По тому, сколько тянулась пауза, и некоторой отвлеченной лексике начальника следственного управления, которого Кряжин всегда понимал и без одухотворенных аллегорий, он догадался, что наступившее утро не столь уж безоблачно, каким казалось в первые свои часы.
– Простите за эпатаж, Иван Дмитриевич, времени для объяснений – почему вы, а не кто-то – нет, а состояние мое близко к растерянности. Я только что от Генерального, он также не в лучшем расположении. Чтобы вам было понятно: в таком состоянии духа находится присевший лев.

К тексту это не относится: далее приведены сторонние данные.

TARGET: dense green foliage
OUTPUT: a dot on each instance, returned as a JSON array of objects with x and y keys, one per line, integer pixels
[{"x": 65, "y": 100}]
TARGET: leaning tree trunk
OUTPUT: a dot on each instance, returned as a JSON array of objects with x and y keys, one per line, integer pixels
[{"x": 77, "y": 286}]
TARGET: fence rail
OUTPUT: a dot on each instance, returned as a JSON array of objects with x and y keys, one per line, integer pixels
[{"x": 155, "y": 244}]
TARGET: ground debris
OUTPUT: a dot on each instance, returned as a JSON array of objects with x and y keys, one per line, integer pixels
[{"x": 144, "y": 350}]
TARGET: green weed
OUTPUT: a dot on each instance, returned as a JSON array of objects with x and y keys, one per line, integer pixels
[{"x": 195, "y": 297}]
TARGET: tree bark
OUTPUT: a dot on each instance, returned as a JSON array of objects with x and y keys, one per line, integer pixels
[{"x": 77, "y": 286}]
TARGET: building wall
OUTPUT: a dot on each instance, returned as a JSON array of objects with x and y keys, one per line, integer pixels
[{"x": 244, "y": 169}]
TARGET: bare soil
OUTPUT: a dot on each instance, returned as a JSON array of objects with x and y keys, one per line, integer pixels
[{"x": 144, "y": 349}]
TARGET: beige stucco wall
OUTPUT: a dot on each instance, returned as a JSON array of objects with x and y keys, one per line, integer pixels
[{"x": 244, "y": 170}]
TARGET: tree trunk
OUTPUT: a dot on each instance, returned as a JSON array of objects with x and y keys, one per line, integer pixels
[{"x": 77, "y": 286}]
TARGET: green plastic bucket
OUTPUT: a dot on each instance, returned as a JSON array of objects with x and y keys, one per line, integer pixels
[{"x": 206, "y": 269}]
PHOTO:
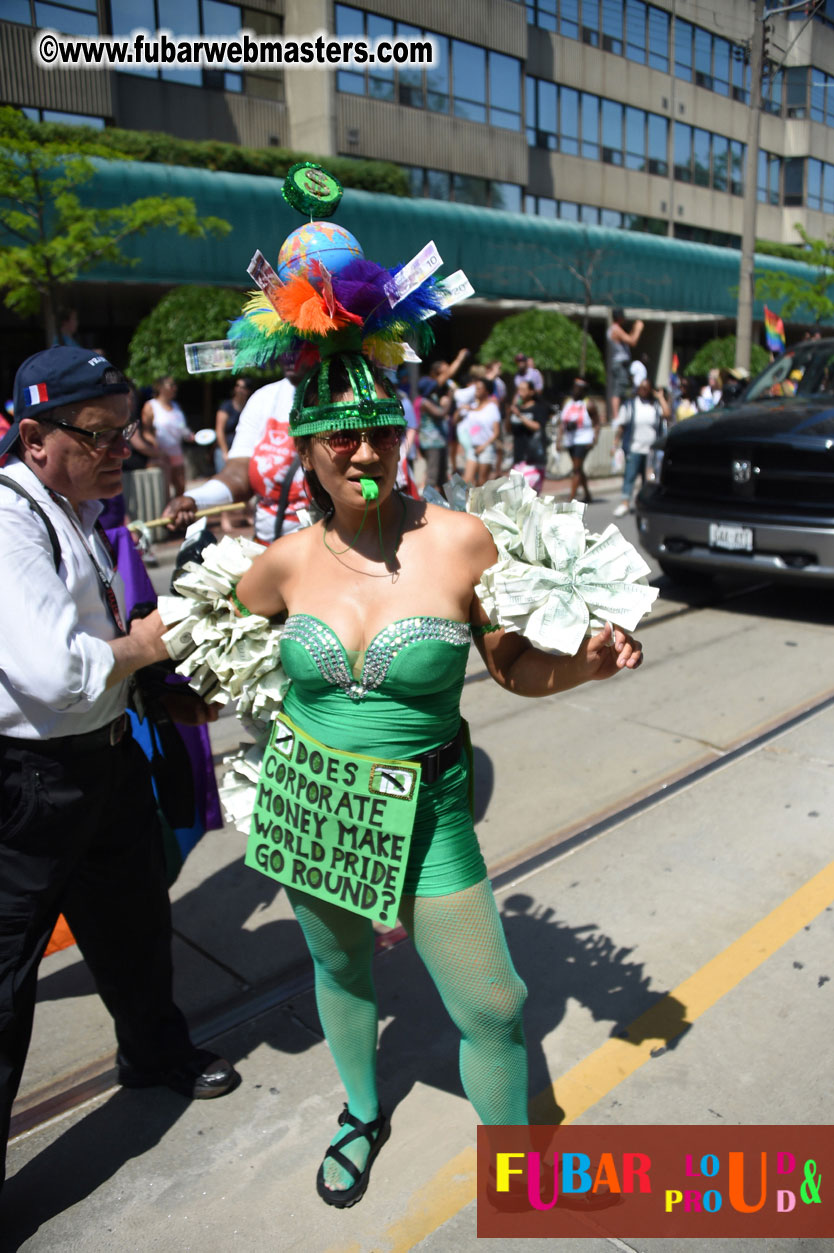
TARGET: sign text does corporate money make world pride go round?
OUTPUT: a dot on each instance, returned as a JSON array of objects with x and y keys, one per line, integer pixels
[{"x": 333, "y": 825}]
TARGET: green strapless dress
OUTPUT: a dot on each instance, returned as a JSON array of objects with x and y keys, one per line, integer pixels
[{"x": 400, "y": 699}]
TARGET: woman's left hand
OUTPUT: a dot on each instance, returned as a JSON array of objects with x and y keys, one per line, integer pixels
[{"x": 610, "y": 650}]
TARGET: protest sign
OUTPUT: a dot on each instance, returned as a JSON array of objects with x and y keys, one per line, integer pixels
[{"x": 334, "y": 825}]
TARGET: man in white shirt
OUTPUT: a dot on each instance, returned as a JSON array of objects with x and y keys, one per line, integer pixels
[
  {"x": 526, "y": 372},
  {"x": 644, "y": 420},
  {"x": 79, "y": 831},
  {"x": 262, "y": 462}
]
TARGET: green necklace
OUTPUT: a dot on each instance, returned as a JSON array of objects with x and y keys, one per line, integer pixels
[{"x": 352, "y": 544}]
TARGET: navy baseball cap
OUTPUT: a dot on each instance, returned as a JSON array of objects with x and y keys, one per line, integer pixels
[{"x": 60, "y": 376}]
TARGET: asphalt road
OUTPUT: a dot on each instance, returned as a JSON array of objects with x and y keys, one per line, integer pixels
[{"x": 621, "y": 890}]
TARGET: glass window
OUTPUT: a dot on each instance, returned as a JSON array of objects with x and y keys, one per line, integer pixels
[
  {"x": 348, "y": 21},
  {"x": 591, "y": 23},
  {"x": 437, "y": 184},
  {"x": 740, "y": 70},
  {"x": 569, "y": 120},
  {"x": 774, "y": 178},
  {"x": 683, "y": 152},
  {"x": 415, "y": 179},
  {"x": 381, "y": 82},
  {"x": 221, "y": 19},
  {"x": 658, "y": 144},
  {"x": 797, "y": 90},
  {"x": 635, "y": 122},
  {"x": 683, "y": 49},
  {"x": 736, "y": 167},
  {"x": 545, "y": 114},
  {"x": 437, "y": 77},
  {"x": 531, "y": 109},
  {"x": 69, "y": 21},
  {"x": 505, "y": 92},
  {"x": 590, "y": 127},
  {"x": 658, "y": 39},
  {"x": 636, "y": 30},
  {"x": 611, "y": 132},
  {"x": 761, "y": 177},
  {"x": 703, "y": 58},
  {"x": 128, "y": 15},
  {"x": 772, "y": 93},
  {"x": 720, "y": 158},
  {"x": 721, "y": 65},
  {"x": 818, "y": 95},
  {"x": 506, "y": 196},
  {"x": 470, "y": 191},
  {"x": 829, "y": 100},
  {"x": 793, "y": 189},
  {"x": 410, "y": 78},
  {"x": 542, "y": 14},
  {"x": 72, "y": 119},
  {"x": 612, "y": 26},
  {"x": 701, "y": 154},
  {"x": 182, "y": 18},
  {"x": 569, "y": 19},
  {"x": 468, "y": 80}
]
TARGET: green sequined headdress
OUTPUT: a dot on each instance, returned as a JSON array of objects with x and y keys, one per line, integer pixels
[
  {"x": 367, "y": 409},
  {"x": 326, "y": 297}
]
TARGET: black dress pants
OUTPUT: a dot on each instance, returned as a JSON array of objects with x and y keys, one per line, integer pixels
[{"x": 79, "y": 835}]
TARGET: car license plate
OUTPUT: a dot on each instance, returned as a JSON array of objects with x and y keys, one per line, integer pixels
[{"x": 734, "y": 539}]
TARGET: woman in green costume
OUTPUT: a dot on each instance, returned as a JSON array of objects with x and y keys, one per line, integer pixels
[{"x": 381, "y": 608}]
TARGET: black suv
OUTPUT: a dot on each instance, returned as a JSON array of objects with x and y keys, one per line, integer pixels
[{"x": 749, "y": 489}]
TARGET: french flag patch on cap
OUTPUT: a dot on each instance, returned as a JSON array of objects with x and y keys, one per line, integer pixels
[{"x": 36, "y": 395}]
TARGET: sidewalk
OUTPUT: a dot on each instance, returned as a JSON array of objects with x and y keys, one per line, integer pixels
[{"x": 628, "y": 924}]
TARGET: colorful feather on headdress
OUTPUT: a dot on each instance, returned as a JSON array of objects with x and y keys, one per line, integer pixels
[{"x": 318, "y": 307}]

– Присевший для чего? – спросил Кряжин, решив оборвать затянувшуюся прелюдию сразу и навсегда.
– Для прыжка, Иван Дмитриевич, для решительного прыжка. Мы все сидим, дергая от нетерпения хвостами, а команды для решительного рывка нет.
Похоже, Смагин на самом деле был взволнован. Он опять тянет с главным, размышляя о вечном. Все от прокуратуры требуют, но вместо того, чтобы сдернуть намордник, тихо командуют: «к ноге»...
– Ладно, Егор Викторович, я понял, – следователь сделал последнюю попытку вернуть начальника на землю. – Где меня ждут?
– Ты пойми, Иван, дело на контроле у Генерального. И, похоже, не только у одного его. Резниковскую знаешь?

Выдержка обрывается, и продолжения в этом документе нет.